ACRLog is a blog for academic and research librarians. We hope you will turn to ACRLog for ideas, commentary, and reflection on the professional issues of the day. But there are thousands of blogs on a multitude of topics, including several ALA division blogs. So, why would ACRL venture into the blogosphere morass?

ACRLog has its origins in an essay published at the Inside Higher Ed by Scott McLemee. Titled “Silence in the Stacks,” McLemee expressed his curiosity about the lack of a quintessential blog on academic librarianship. Certainly there were (are?) blogs by academic librarians on topics of interest to the academic and research library community, but nowhere in the blogosphere could one find a home for the full spectrum of issues facing academic and research libraries and those who work in them. Nor did any existing blog reflect on the higher education enterprise and how the library fits into that bigger picture.

That’s the void ACRLog seeks to fill. It’s a grand vision, and giving life to and sustaining any blog of this magnitude is work for more than one person. ACRLog is no exception. It will deliver content from a team of bloggers whose members are no strangers to voicing their opinions, tackling controversial issues, and writing about the value academic librarians bring to their academic communities. In short, they are passionate about the profession. The team approach also ensures coverage of the issues from a diversified set of perspectives. The views and opinions expressed on ACRLog are those of the individual authors and do not represent official statements or positions of the Association of College and Research Libraries (ACRL) or the American Library Association (ALA).

ACRLog advances the ACRL Strategic Plan 2020 which mandates “Increasing ACRL’s communication on major trends and issues in libraries.” And unlike many blogs, this one will give its readership a voice. ACRLog invites contributions from the membership.
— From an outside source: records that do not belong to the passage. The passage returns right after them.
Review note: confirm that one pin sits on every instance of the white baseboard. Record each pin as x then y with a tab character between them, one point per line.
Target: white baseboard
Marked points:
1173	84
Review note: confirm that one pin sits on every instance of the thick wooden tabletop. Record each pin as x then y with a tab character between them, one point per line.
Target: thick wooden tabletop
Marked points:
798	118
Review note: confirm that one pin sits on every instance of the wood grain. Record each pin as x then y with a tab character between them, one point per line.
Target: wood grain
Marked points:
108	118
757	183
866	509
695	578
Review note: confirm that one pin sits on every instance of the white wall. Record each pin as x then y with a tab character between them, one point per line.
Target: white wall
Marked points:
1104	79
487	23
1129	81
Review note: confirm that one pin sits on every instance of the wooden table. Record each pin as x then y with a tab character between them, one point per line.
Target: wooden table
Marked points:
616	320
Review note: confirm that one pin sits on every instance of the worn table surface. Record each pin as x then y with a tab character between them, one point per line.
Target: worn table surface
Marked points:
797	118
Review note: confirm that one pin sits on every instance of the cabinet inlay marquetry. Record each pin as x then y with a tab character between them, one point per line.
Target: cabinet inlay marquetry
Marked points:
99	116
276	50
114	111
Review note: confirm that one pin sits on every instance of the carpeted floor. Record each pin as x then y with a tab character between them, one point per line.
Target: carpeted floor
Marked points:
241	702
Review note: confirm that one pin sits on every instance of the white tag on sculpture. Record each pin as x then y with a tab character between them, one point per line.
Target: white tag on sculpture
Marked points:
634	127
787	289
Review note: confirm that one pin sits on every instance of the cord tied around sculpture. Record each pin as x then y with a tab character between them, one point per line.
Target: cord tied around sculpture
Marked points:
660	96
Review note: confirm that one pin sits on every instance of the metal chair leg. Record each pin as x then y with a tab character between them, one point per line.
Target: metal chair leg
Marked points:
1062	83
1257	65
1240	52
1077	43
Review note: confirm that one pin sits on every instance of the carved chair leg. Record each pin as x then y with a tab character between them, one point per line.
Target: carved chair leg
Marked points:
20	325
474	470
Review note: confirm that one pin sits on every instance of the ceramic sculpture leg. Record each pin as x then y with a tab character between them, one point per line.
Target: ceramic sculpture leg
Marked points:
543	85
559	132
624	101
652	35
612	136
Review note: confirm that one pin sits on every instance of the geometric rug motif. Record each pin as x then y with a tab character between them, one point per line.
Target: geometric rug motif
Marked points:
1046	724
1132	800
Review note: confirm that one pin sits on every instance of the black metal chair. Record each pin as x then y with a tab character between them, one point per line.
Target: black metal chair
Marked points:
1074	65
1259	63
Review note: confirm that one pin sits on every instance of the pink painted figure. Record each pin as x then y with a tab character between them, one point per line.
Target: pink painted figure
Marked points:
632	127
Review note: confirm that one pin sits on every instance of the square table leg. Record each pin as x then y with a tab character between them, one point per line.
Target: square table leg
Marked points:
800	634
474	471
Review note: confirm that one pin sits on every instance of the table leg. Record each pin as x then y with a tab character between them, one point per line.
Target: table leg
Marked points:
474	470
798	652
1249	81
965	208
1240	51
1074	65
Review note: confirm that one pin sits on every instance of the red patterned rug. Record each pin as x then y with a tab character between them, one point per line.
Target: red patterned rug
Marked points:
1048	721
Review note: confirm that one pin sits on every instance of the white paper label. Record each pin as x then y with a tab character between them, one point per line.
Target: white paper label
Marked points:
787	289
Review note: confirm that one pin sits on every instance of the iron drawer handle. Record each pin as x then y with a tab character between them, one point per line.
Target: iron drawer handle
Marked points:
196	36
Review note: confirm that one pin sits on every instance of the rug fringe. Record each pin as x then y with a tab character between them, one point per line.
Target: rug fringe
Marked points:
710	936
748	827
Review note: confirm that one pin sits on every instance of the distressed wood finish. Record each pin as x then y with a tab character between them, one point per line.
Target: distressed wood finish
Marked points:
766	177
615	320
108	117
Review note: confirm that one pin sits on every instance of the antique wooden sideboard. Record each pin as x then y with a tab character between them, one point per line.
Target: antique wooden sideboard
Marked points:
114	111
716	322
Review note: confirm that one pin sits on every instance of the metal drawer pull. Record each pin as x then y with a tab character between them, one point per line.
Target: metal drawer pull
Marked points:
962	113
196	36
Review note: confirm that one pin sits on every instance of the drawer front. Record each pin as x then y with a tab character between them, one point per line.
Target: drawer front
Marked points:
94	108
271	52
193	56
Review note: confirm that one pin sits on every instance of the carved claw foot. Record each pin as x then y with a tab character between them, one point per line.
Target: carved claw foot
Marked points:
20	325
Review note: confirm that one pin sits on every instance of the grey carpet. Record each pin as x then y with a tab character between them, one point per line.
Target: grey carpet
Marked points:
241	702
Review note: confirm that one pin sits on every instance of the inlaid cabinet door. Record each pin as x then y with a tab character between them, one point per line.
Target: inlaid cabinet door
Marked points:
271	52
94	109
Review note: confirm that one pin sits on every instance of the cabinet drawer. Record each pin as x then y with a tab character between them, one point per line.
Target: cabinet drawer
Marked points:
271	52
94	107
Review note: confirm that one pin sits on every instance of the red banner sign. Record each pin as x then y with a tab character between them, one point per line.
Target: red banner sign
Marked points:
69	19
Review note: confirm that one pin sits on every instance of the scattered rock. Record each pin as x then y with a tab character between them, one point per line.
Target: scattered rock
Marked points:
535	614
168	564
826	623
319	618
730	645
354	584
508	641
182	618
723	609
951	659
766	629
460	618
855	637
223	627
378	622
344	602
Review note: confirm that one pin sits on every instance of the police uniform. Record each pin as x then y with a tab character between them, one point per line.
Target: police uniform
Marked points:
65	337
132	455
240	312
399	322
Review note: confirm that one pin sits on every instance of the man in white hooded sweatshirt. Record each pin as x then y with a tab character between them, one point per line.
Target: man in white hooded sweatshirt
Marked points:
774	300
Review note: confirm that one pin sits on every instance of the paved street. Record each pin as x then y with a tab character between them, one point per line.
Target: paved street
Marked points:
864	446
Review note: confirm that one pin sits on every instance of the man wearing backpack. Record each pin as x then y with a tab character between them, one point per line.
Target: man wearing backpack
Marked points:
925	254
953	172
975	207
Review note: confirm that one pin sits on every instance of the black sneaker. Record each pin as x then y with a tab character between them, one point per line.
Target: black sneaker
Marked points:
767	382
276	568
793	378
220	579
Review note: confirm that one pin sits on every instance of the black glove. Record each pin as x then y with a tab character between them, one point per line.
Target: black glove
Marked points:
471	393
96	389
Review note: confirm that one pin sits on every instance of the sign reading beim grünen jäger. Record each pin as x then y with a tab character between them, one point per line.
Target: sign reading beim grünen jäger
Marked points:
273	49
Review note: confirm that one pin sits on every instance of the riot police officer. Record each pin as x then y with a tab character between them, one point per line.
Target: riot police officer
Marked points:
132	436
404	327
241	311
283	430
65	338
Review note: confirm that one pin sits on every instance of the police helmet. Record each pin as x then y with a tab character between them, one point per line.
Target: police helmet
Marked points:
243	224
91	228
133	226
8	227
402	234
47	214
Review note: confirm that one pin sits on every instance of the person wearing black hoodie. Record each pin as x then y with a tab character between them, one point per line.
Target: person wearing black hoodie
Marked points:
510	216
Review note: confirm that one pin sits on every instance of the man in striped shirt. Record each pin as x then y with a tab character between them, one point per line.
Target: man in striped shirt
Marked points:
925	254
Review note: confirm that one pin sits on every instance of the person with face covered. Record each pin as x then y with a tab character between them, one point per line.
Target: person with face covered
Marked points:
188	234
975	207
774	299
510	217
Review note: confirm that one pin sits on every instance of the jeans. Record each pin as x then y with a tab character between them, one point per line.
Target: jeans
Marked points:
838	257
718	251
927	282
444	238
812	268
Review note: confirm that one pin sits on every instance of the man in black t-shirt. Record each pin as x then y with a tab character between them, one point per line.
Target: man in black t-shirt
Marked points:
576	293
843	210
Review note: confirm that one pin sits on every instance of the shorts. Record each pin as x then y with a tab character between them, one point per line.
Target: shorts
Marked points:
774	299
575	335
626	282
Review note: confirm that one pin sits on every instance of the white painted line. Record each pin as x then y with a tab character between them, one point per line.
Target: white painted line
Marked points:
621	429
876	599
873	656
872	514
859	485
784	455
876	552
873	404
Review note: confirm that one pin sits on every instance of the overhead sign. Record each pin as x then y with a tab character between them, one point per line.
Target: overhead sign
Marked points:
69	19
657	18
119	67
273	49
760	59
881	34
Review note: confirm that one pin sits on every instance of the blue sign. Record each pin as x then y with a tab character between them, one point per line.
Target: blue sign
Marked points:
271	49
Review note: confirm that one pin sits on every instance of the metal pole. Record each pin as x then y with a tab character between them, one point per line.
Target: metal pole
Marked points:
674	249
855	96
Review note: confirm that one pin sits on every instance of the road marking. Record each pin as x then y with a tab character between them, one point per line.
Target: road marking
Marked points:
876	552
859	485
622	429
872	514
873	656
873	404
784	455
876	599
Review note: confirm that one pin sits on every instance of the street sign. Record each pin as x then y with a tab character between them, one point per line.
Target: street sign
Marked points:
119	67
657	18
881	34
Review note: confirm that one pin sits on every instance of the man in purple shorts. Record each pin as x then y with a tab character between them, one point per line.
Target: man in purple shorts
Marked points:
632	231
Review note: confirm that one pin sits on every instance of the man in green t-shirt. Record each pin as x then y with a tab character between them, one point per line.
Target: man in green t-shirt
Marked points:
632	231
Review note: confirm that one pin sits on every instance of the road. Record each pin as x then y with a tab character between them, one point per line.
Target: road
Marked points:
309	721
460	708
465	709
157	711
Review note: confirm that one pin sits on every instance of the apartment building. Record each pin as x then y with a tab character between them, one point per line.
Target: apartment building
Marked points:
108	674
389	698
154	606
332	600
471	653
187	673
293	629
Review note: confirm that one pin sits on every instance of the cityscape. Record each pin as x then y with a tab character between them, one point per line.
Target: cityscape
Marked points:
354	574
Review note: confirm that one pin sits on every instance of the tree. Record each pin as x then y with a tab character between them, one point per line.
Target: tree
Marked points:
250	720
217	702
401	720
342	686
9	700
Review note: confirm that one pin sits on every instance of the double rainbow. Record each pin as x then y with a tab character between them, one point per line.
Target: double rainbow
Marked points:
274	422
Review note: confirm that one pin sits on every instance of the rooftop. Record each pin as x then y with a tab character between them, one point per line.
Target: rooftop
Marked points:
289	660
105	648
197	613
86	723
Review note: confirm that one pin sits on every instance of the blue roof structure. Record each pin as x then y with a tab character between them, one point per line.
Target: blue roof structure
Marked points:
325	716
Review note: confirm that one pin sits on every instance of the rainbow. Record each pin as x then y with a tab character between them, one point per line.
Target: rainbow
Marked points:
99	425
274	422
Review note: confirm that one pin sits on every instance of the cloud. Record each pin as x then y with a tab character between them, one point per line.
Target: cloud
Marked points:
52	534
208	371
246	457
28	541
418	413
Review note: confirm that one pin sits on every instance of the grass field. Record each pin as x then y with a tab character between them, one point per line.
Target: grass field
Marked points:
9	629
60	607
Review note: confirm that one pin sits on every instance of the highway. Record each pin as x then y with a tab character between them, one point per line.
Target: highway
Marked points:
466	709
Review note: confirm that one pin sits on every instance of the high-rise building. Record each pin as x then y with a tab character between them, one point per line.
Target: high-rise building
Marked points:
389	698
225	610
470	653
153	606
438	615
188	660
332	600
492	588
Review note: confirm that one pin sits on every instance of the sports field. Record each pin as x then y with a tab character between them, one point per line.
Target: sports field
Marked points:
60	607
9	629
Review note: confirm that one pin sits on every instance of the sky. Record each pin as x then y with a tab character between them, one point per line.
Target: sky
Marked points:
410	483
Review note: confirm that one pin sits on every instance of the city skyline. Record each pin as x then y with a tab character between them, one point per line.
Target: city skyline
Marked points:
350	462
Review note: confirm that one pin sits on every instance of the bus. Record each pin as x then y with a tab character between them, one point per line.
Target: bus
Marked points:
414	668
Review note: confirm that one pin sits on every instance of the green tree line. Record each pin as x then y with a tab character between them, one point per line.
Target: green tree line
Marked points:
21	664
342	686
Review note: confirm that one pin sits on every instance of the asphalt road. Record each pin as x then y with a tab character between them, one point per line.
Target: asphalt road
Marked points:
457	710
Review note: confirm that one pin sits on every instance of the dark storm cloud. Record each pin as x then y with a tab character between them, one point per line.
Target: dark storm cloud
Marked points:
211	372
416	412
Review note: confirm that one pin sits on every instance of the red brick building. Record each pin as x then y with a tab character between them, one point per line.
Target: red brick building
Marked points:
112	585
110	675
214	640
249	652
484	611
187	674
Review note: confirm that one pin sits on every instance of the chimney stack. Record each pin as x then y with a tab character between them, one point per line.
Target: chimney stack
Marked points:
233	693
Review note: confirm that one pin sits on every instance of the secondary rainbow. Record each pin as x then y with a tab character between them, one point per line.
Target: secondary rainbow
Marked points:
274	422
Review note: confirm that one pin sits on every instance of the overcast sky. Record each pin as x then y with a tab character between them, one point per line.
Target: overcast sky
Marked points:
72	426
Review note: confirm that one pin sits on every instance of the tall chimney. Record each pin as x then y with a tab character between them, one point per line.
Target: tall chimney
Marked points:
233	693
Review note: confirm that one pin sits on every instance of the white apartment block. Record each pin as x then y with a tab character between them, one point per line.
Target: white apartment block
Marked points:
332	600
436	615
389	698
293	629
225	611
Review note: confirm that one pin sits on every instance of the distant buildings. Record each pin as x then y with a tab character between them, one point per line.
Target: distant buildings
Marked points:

Guest commentaries, contributed conference reports, perspectives from ACRL chapters, and opinions about “the latest trends and issues can all be shared within this blogspace.”

And like any good academic enterprise, ACRLog has a mission statement:
ACRLog is a blog that aims to discuss the issues of the day in the field of academic and research librarianship. It will strive to get you thinking about what you do, why you do it, and how it fits into this enterprise we call higher education. We are passionate about academic librarianship so we will call it the way we see it. You may not always agree with us. When you do or don’t, let us know. If we get you thinking more deeply about the professional issues that impact on you, your library, your user community, and academic librarianship then we are doing our job.

1. Mclemee, Scott. Silence in the Stacks. Inside Higher Ed. June 9, 2005.